I see three problems with the government's land policy that need to be tackled.
First, the government has failed to clearly define ownership of rural land, which enables unlawful transactions to be made. Regulations on government-owned land in remote areas should be revised. Updated and detailed information about the land should be made public to prevent unauthorised development of pristine areas.
The second problem is the lack of supervision and resources to monitor government-owned land in remote areas. Without enough security guards and fences, it's hard to protect the land.
The government should also set up a team of inspectors to monitor rural land use and carry out regular site visits. This will put a stop to unlawful development such as deforestation - before it's too late.
Thirdly, punishment isn't severe enough. Heavier fines and longer prison terms should be handed to those who misuse rural land. Tougher penalties would likely deter illegal land use.

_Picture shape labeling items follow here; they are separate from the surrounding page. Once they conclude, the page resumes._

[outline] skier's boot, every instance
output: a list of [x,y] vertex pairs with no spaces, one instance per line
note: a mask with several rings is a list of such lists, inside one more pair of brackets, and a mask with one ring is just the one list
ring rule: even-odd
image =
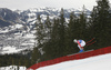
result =
[[83,52],[84,50],[80,50],[79,52]]

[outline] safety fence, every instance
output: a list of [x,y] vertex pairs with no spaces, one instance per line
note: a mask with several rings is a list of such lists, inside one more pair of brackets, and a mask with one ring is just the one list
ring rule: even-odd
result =
[[82,53],[74,53],[74,54],[57,58],[53,60],[39,62],[39,63],[31,66],[27,70],[36,70],[41,67],[51,66],[51,64],[60,63],[63,61],[79,60],[79,59],[84,59],[84,58],[94,57],[94,56],[99,56],[99,54],[105,54],[105,53],[111,53],[111,47],[92,50],[92,51],[87,51],[87,52],[82,52]]

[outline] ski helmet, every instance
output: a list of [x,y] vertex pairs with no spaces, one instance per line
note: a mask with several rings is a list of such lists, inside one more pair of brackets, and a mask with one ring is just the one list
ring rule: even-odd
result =
[[74,39],[73,42],[77,42],[77,39]]

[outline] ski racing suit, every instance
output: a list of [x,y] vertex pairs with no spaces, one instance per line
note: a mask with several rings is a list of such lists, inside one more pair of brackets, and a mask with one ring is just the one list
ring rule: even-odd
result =
[[79,52],[83,52],[83,47],[85,46],[84,40],[78,40],[78,48],[80,49]]

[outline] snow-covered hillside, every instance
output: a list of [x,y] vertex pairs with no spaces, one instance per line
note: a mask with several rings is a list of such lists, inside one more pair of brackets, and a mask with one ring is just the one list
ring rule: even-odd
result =
[[[2,26],[2,28],[0,28],[0,54],[18,53],[26,49],[32,49],[34,44],[33,33],[36,32],[34,23],[38,14],[40,14],[42,21],[47,19],[47,16],[52,20],[60,16],[60,11],[61,9],[46,7],[16,11],[3,8],[0,9],[0,20],[2,20],[2,22],[4,21],[4,23],[6,23],[8,24],[7,27]],[[81,13],[81,10],[64,9],[65,20],[69,19],[72,11],[74,11],[77,16]],[[89,16],[91,11],[85,9],[85,13]]]
[[111,70],[111,53],[81,60],[65,61],[37,70]]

The government should also raise awareness of protecting the environment through education and promotional campaigns. Let's embrace Hong Kong's natural heritage and erase the city's reputation of a 'concrete jungle'.

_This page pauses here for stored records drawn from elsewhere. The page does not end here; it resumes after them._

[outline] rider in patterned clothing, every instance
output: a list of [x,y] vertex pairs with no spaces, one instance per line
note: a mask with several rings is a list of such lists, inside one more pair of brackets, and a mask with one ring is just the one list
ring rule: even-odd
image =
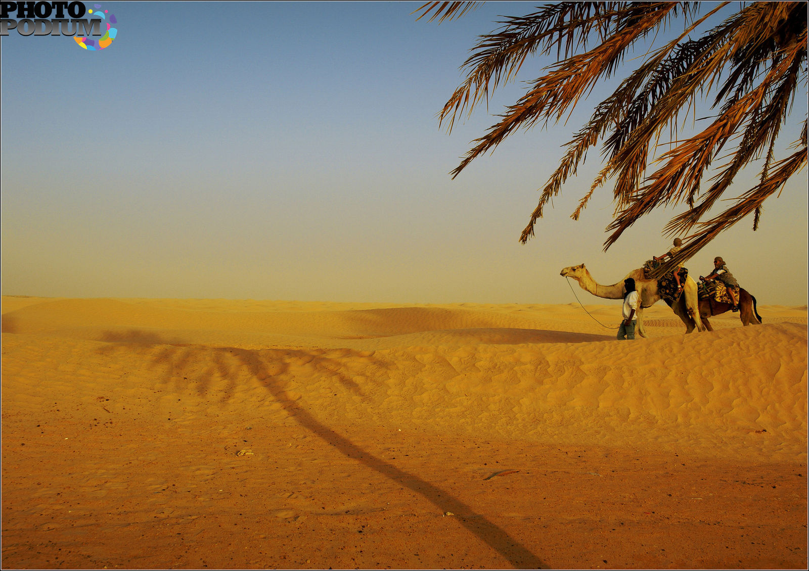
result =
[[733,300],[733,311],[739,311],[739,282],[736,281],[736,278],[727,269],[724,260],[718,256],[714,258],[714,271],[710,275],[705,277],[700,276],[700,279],[703,281],[719,280],[719,281],[725,284],[727,287],[727,294],[731,296],[731,299]]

System promotes rote learning
A lot of people think Hong Kong students are obsessed with past exam papers. But this is actually the result of the education system.
The Form Six syllabus is very difficult - it covers some subjects taught at university in other countries. It's only natural that students find it difficult to understand what they are being taught. They do past exam papers to become more familiar with their subjects. Although this enables them to answer questions, they do not always understand the concepts, so they cannot apply their knowledge.
Some employers complain that many university graduates are unable to do their jobs well because they do not have the practical skills to do so. I think the government needs to change the education system so that students can break the habit of rote learning. They need to learn to understand the material and think on their own.
Cheung Kin-hing, SKH Bishop Baker Secondary School
Students have little time to be kids
Under the New Senior Secondary curriculum, students face many new challenges, and one of them is liberal studies. They also have to increase their competitiveness - they need to have good academic results and they also need to take part in extracurricular activities.
Liberal studies is a challenge for both students and teachers as it is relatively new.
Parents send their children to tutorial classes to improve their grades. They make their children learn musical instruments, play sports and take arts classes so they will have a better chance of entering a good university.
But they ignore their children's feelings. Children lack freedom, choice and time to relax. This makes them passive, and they lack the confidence to make decisions.
Students work hard, but they might not be doing it for themselves. This seems to have become the norm for Hong Kong students.
Yuji Ng Yuen-chun, The Chinese Foundation Secondary School
Price to pay for poor behaviour at school
Teachers have good reason to punish students when they break the rules. For example, those who chat or doze in class may be asked to stand in the corner of the room as a punishment. That will help them concentrate.
But if there is a serious breach of a rule, a student's parents should be called in for a talk. If necessary, a student may be expelled from the school.
These punishments act as warnings to others so that they will treat the school rules with respect.